The United States government has revised its rules for allowing liquids on board airplanes: You can now bring on board 3 oz. plastic bottles, as long as they fit in a quart-sized sealable plastic pouch.
The emphasis on numbers and metrics shows that a certain kind of knowledge is in operation. Screening agents are not asked to exercise any expertise or insight; they simply take out their rulers and scales (not that this happens in practice, in my limited experience). Roughly the same reasoning applies to screening hand luggage: the idea is that every piece of luggage is screened, not just luggage attached to someone who arouses the suspicions of the security personnel.
There is also another kind of knowledge at work. Security personnel are trained to note suspicious behaviors (agitation, sweatiness, and so on). This checklist approach, however, is still meant to be mechanical: in theory a robot could apply it also.Â
Finally, there is a more intuitive kind of knowing. “Why did you shadow that woman?” the supervisor asks the officer on the beat. “I just had a hunch,” is the answer.
There are good reasons for choosing the more mechanistic approach. Hunches can easily cover over prejudices. But the point I want to make is that when we choose the mechanical approach, we are actually choosing against knowledge. We are acting on our doubt that someone can be impartial without being forced to be so through the mechanical application of rules.
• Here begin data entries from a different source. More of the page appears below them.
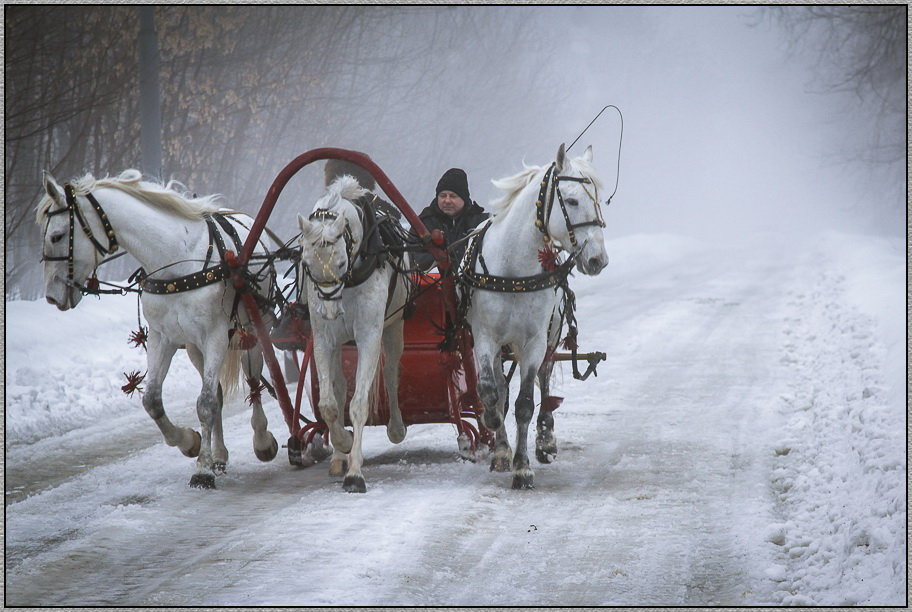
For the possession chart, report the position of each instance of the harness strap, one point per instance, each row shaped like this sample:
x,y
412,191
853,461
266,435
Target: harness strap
x,y
206,276
504,284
 The same holds true whenever we rely on rules, which choose the general over the particular, the manual over the situation “on the ground.” The democrat, wrote Plato, treats equal and unequal alike, which is a pretty good definition of what rules are all about. In our system of government, we say proudly that “justice is blind.” But we should also be acknowledging that blindness reduces the knowledge available to us.